With January’s PMI reading being the lowest since March 2012, the latest figure was still below the series average (54.5), said Emirates NBD.
Nonetheless, it bucked the recent trend of slowing growth, and was consistent with a solid improvement in business conditions overall, it said.
Faster job-creation was a factor behind the rise in the headline index during February, the survey shows.
Employment in the UAE’s non-oil private businesses rose at the quickest pace in three months, it says, adding however that the rise was only moderate.
Anecdotal evidence linked hiring to rising workloads, it notes. This suggests that the UAE’s non-oil businesses have started receiving fresh orders and now seem to be staffing up to meet the demand.
“The increase in new work was also sufficient to lead to further growth of outstanding business. Backlogs were accumulated for the second month running, following no change in December,” the report states.
So is the business slowdown over?
“The improvement in the Emirates NBD UAE PMI last month is encouraging, particularly against a backdrop of low oil prices, global growth concerns and a strong dollar,” says Khatija Haque, head of Mena research at Emirates NBD.
She notes that even as the data looks encouraging compared with the previous months, a year-on-year comparison shows the extent of slowdown.
“However, the rate of growth in the non-oil private sector remains much weaker than a year ago, when the headline PMI registered 58.1. We expect the environment over the coming weeks to remain challenging, with several global factors weighing on sentiment and activity,” said Haque.
The overall improvement in business conditions was helped by expansions in output, new orders and employment, the report states. All three variables rose slightly faster than in January, but the respective indexes remained below long-run trends, it says.
Meanwhile, with total cost pressures remaining muted, firms cut charges to the greatest extent since March 2010 as they competed to secure new clients.
Both output and new orders rose more quickly in February, contributing to faster growth of the sector as a whole. The respective rates of expansion were marked but slower than on average over the survey’s history, having picked up only fractionally since the prior month.

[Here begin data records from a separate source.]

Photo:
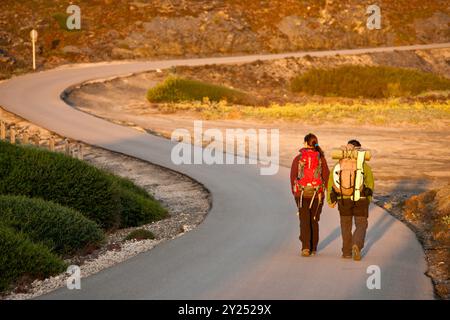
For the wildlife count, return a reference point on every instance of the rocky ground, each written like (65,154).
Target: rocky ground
(187,201)
(128,29)
(428,215)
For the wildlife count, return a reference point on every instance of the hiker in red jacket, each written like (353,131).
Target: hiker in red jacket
(309,179)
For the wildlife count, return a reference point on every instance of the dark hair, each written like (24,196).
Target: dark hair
(312,141)
(354,142)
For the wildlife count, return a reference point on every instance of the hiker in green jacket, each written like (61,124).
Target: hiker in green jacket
(353,199)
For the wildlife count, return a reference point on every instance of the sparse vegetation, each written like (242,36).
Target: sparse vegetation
(175,89)
(368,81)
(140,234)
(388,112)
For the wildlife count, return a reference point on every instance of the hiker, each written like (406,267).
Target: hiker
(351,186)
(309,176)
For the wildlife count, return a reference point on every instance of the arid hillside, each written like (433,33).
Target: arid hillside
(123,29)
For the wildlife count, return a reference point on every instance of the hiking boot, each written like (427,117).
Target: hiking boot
(356,253)
(305,253)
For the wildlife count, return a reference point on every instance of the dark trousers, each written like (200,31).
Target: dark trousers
(353,211)
(309,222)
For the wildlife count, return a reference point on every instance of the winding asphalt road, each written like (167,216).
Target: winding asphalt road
(247,247)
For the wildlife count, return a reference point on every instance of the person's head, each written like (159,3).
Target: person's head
(354,143)
(311,141)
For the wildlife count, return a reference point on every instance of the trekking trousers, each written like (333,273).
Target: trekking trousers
(353,211)
(309,222)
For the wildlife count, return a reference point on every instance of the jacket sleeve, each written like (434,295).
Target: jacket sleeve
(369,181)
(294,172)
(325,172)
(330,185)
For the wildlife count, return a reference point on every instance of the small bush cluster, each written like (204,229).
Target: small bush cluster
(108,200)
(368,82)
(175,89)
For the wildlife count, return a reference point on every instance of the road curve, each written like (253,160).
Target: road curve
(247,247)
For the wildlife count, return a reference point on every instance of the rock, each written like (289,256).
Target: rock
(71,49)
(119,53)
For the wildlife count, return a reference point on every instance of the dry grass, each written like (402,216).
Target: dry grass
(381,112)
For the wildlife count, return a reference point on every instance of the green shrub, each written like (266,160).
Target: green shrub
(140,234)
(103,198)
(61,229)
(21,258)
(138,209)
(175,89)
(367,81)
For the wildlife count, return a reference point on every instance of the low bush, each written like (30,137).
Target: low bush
(61,229)
(103,198)
(21,258)
(175,89)
(368,82)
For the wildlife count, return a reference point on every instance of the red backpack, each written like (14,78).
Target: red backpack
(309,181)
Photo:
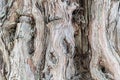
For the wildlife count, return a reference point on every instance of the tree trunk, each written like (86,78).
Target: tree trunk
(59,40)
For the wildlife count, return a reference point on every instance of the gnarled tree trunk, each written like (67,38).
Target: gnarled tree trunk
(59,40)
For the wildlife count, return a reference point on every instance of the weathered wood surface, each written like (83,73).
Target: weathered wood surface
(59,40)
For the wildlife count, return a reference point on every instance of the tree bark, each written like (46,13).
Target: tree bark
(59,40)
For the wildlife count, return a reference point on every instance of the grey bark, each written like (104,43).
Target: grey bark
(59,40)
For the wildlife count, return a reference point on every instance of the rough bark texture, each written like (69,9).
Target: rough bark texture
(59,39)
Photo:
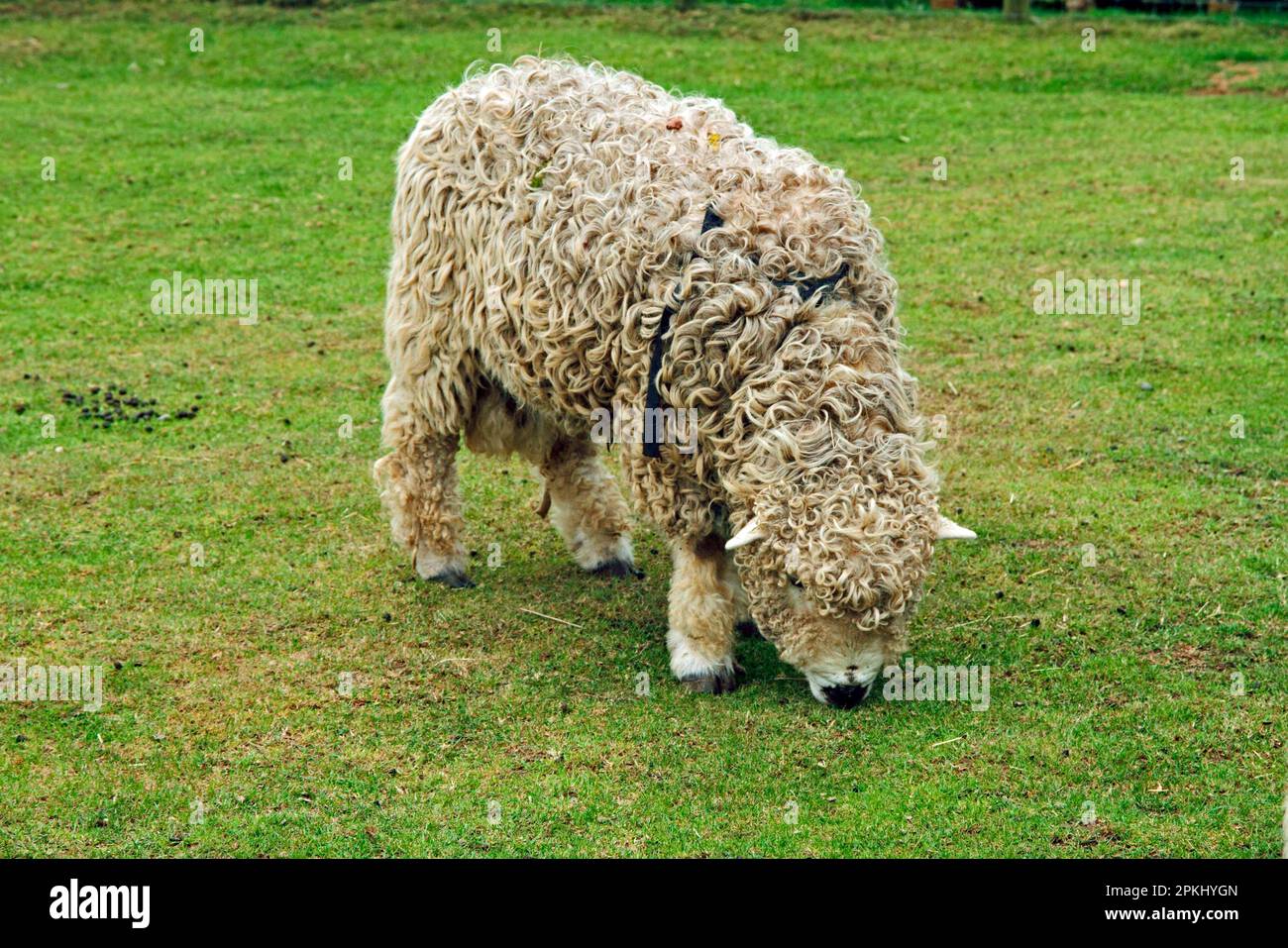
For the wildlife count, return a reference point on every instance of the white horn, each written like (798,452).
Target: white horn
(952,531)
(747,535)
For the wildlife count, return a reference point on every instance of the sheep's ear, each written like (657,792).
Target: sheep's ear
(952,531)
(747,535)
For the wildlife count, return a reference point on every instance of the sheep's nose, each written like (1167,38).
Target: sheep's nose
(845,695)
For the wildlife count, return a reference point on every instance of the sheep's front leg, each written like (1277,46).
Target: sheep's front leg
(702,613)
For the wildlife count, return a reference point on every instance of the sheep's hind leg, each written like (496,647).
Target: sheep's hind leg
(420,492)
(702,612)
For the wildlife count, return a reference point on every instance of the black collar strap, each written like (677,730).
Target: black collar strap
(806,287)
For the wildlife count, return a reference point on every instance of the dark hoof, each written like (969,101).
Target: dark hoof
(618,567)
(720,682)
(456,579)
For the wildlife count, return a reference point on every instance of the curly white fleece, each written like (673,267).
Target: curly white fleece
(545,214)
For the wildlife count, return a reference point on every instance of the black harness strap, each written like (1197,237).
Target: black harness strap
(806,287)
(652,397)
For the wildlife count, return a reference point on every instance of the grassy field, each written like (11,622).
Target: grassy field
(1150,685)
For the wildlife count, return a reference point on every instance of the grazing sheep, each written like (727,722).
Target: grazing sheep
(571,240)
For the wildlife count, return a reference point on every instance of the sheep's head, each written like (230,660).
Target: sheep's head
(840,517)
(833,571)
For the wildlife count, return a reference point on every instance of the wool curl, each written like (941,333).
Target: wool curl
(548,213)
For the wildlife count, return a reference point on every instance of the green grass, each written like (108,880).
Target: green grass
(1109,685)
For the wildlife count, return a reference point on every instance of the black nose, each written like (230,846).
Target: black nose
(845,695)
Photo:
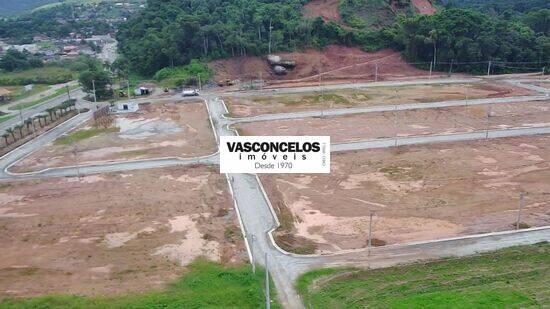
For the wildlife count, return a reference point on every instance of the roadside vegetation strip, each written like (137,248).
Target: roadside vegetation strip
(206,285)
(57,93)
(515,277)
(6,117)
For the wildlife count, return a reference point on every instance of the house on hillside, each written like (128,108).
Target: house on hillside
(5,95)
(125,107)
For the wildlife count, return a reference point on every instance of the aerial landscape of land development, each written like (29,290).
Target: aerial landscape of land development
(114,113)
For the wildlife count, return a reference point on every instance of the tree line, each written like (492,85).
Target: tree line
(173,32)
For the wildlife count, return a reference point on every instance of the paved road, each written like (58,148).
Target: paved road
(385,108)
(30,112)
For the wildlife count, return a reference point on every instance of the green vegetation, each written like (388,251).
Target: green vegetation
(509,278)
(184,75)
(468,36)
(56,93)
(50,74)
(6,117)
(80,135)
(206,285)
(16,60)
(19,93)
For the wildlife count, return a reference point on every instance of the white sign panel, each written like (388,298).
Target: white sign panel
(275,154)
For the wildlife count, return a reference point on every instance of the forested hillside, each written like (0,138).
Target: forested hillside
(172,32)
(11,7)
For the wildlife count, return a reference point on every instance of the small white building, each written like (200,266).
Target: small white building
(126,107)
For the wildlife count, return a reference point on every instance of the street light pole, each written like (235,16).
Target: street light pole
(267,296)
(521,195)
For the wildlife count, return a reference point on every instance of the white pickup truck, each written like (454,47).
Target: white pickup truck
(190,92)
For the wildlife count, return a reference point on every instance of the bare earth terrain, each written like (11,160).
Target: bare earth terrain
(156,130)
(416,193)
(113,233)
(407,123)
(335,63)
(251,106)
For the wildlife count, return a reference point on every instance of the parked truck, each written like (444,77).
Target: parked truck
(190,92)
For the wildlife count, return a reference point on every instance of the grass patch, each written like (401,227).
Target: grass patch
(206,285)
(509,278)
(82,135)
(19,93)
(6,117)
(56,93)
(49,75)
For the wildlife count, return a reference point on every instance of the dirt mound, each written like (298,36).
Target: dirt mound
(326,9)
(424,7)
(333,63)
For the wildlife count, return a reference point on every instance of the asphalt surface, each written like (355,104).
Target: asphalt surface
(257,216)
(40,108)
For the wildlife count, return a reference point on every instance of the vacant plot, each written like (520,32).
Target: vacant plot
(509,278)
(251,106)
(113,233)
(156,130)
(407,123)
(234,287)
(416,193)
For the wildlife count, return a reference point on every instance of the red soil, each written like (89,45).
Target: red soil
(326,9)
(334,63)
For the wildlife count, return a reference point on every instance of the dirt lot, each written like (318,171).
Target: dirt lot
(413,122)
(251,106)
(156,130)
(417,193)
(335,63)
(113,233)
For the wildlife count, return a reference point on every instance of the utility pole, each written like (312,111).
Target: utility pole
(521,195)
(93,87)
(269,46)
(261,81)
(75,152)
(68,92)
(488,122)
(267,296)
(251,251)
(369,243)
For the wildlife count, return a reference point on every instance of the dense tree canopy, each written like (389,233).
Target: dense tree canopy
(469,36)
(173,32)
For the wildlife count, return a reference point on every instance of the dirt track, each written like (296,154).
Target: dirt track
(244,107)
(335,63)
(417,193)
(409,123)
(113,233)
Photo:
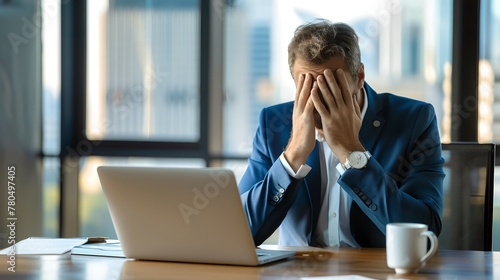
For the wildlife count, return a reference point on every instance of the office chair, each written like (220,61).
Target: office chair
(468,196)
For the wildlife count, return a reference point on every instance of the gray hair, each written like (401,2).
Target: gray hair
(319,40)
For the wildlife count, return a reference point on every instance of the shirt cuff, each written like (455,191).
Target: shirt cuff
(301,173)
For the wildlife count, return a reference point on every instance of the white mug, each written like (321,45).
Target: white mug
(406,246)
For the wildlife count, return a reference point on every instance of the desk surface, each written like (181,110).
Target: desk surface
(446,264)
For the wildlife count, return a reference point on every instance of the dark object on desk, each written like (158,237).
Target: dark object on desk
(110,248)
(468,196)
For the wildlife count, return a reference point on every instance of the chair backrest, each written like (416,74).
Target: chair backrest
(468,196)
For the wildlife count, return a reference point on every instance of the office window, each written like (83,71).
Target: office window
(405,47)
(143,70)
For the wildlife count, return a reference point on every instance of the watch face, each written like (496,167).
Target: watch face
(357,159)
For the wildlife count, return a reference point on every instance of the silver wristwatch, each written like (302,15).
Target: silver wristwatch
(357,160)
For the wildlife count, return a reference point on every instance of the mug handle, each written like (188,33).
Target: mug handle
(434,245)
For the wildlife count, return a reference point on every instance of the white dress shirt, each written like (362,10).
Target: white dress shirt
(333,228)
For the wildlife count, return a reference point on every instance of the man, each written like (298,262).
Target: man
(337,164)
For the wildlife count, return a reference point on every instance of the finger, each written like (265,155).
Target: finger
(325,93)
(305,91)
(319,104)
(300,84)
(347,96)
(334,87)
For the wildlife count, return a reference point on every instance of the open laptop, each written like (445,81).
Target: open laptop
(181,215)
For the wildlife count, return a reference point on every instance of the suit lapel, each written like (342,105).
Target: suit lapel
(373,122)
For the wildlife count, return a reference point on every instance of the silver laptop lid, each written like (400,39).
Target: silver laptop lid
(178,214)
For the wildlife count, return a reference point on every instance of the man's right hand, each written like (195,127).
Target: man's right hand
(303,136)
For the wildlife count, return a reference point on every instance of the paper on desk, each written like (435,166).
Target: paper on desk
(338,277)
(44,246)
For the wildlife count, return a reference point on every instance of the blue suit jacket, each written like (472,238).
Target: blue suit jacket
(403,181)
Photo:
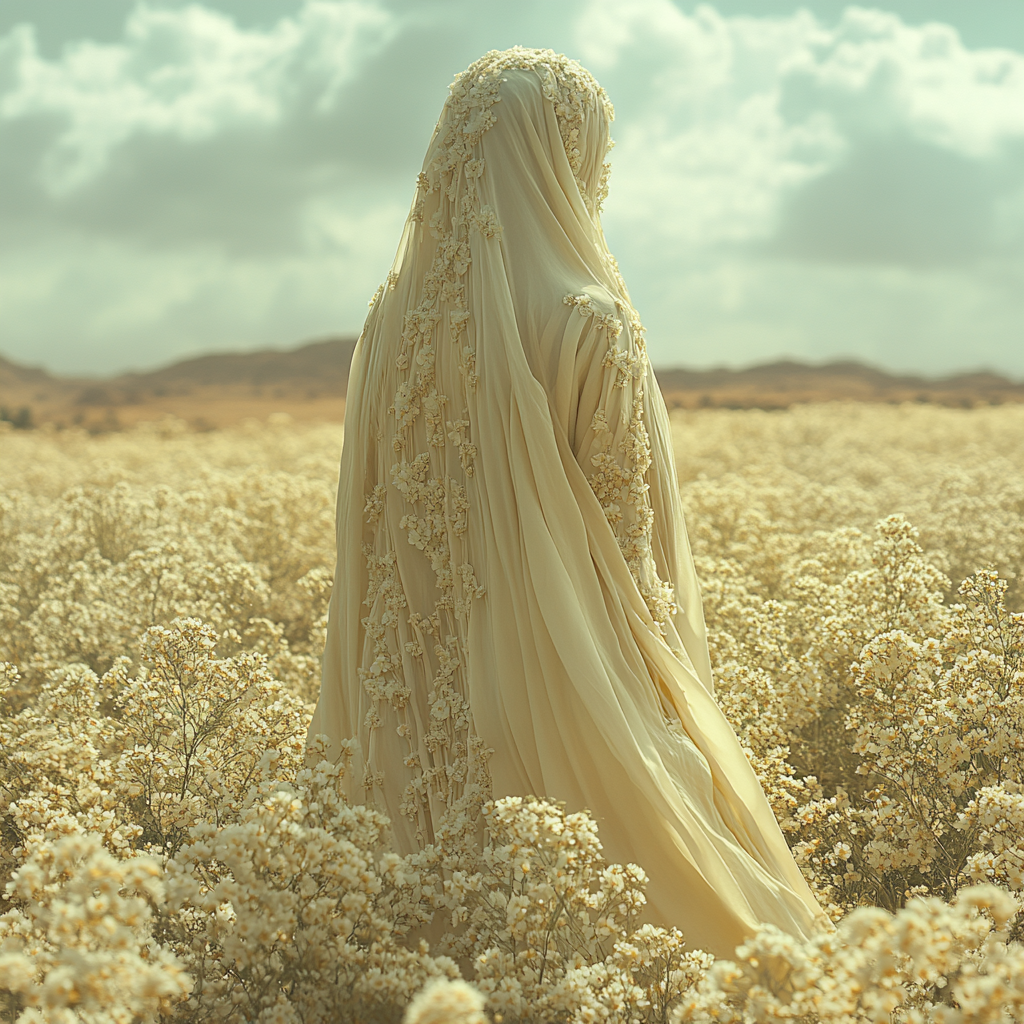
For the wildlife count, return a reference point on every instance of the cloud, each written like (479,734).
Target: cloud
(785,187)
(780,185)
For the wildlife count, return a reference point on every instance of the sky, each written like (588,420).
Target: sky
(812,181)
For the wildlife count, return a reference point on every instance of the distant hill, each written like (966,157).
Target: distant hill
(309,383)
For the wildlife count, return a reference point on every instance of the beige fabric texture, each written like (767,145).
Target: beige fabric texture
(513,570)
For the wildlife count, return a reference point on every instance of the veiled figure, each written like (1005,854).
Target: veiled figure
(513,570)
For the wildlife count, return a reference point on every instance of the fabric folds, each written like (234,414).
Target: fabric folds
(513,570)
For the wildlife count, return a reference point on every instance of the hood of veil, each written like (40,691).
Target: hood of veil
(517,161)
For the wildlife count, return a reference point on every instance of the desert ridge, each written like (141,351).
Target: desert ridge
(308,383)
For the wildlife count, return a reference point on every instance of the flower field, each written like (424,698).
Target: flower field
(168,855)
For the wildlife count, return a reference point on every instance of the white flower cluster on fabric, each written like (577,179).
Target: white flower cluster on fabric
(165,853)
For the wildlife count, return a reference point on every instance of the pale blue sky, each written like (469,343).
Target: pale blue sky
(812,181)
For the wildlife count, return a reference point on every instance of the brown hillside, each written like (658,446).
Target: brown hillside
(308,383)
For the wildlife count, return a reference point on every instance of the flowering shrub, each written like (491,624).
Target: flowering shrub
(166,852)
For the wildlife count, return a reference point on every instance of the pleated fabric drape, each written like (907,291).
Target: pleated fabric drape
(515,594)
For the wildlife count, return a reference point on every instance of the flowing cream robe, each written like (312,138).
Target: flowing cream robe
(512,559)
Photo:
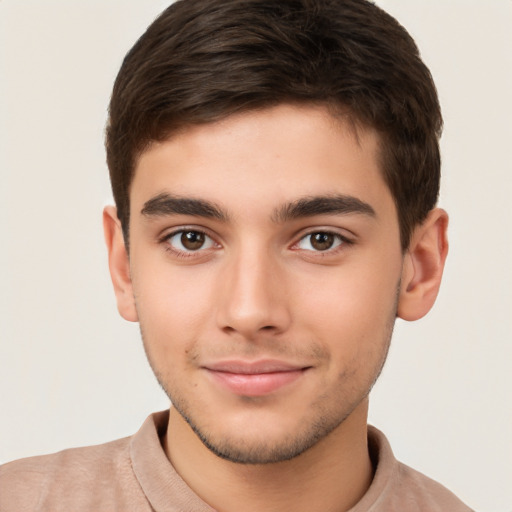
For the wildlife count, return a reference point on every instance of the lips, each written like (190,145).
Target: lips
(255,378)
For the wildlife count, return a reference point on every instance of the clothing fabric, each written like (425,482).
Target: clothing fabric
(134,474)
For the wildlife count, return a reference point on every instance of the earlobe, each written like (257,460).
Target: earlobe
(423,266)
(119,264)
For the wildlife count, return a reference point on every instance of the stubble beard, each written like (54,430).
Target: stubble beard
(242,452)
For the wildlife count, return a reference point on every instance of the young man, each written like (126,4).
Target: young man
(275,168)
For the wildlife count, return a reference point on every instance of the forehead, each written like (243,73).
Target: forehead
(259,159)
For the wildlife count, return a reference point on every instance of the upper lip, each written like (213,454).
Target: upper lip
(253,367)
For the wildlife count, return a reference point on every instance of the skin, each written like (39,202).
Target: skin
(305,297)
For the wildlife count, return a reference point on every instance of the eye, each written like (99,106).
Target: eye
(320,241)
(189,240)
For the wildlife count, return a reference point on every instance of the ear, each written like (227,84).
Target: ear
(423,266)
(119,264)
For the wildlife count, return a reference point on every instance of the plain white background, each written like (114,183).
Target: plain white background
(73,373)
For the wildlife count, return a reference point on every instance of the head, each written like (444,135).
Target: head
(204,60)
(275,166)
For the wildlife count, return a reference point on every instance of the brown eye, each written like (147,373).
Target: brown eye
(320,241)
(192,240)
(189,240)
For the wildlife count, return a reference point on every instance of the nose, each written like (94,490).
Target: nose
(253,295)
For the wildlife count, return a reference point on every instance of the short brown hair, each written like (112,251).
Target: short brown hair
(203,60)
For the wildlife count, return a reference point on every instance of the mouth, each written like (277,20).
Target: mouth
(255,378)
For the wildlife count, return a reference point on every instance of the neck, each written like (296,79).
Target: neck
(333,475)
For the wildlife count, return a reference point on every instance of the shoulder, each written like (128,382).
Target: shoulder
(398,487)
(423,493)
(83,473)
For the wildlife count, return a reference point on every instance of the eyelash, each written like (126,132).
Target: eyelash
(342,240)
(180,253)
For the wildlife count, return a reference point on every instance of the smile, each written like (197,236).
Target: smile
(255,378)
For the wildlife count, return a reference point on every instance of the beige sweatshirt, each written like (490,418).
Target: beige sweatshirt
(134,474)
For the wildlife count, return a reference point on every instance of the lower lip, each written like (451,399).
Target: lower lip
(256,384)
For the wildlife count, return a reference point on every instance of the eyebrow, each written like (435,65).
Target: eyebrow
(323,205)
(165,204)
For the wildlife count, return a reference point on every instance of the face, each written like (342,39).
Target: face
(265,261)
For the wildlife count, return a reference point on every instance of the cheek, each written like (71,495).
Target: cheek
(172,304)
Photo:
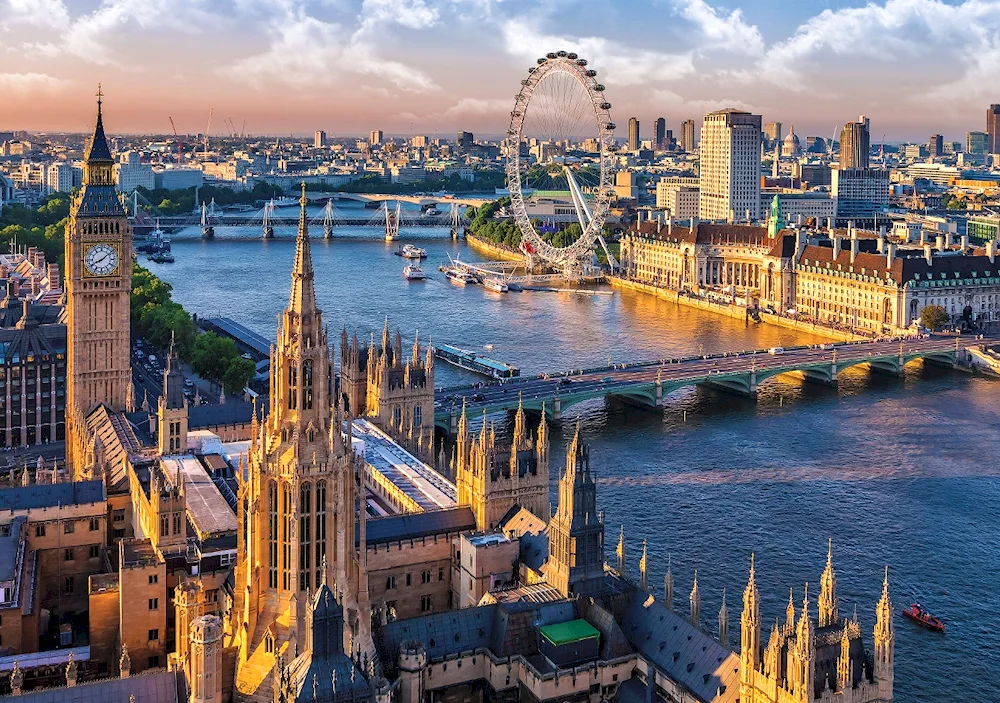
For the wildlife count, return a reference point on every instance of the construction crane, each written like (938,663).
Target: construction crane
(177,139)
(204,153)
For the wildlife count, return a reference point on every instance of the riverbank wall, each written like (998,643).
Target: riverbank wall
(733,311)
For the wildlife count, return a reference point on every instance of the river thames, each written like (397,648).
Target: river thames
(902,472)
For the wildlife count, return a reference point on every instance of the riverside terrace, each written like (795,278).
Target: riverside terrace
(650,383)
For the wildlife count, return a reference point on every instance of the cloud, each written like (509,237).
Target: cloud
(25,83)
(309,51)
(50,14)
(726,32)
(622,65)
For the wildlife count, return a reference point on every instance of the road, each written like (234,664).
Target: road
(607,380)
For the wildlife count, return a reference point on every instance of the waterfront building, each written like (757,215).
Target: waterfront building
(993,129)
(772,134)
(687,136)
(861,194)
(394,391)
(976,143)
(983,228)
(98,284)
(935,146)
(492,480)
(131,173)
(730,166)
(791,147)
(855,144)
(822,660)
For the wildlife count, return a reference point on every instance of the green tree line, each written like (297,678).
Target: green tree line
(160,320)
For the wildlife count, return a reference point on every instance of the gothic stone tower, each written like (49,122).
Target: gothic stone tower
(492,481)
(299,499)
(98,283)
(394,390)
(576,532)
(805,662)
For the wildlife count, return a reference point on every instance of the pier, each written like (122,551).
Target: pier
(649,384)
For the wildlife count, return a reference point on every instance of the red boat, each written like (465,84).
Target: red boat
(917,614)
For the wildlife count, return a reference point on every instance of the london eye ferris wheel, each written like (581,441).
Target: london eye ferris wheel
(560,141)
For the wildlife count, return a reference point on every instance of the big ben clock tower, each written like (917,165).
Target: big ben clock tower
(98,284)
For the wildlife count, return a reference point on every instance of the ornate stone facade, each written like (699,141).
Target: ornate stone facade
(98,283)
(298,500)
(492,480)
(394,391)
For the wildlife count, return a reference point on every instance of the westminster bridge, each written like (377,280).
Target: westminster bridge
(649,383)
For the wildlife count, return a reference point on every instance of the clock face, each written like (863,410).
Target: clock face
(101,260)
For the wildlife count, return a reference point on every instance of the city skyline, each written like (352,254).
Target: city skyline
(425,66)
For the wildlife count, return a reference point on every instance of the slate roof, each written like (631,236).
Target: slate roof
(147,687)
(35,496)
(202,416)
(687,655)
(532,534)
(395,528)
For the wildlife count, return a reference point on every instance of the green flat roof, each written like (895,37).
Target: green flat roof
(568,632)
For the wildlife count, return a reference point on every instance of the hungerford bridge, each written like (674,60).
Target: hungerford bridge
(648,384)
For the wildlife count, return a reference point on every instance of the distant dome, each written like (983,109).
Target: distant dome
(791,145)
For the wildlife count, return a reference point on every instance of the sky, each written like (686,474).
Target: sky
(914,67)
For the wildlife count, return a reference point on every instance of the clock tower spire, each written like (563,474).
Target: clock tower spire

Higher new work was partly a result of lower tariffs, according to panellists. Meanwhile, data indicated that a rebound in growth of new export business had supported total new orders at UAE non-oil private sector firms.
With regard to purchasing, the rate of expansion in input buying was broadly the same as in January, while the accumulation of pre-production inventories was unchanged. The start-up of new projects was reportedly behind higher purchasing activity, while stocks were raised at companies that expected future improvements in demand.
Finally, price data signalled lower charges amid slowly rising input costs.
Overall, cost pressures were muted relative to the series average, with salaries and purchase prices both increasing only modestly.
In the case of purchasing costs, there were reports that strong competition among suppliers had restricted inflationary pressure. Subsequently, output prices in the UAE’s non-oil private sector dropped for the fourth straight month.
Further, the rate of decline was the sharpest in nearly six years. A number of firms opted to give discounts in an effort to attract new clients.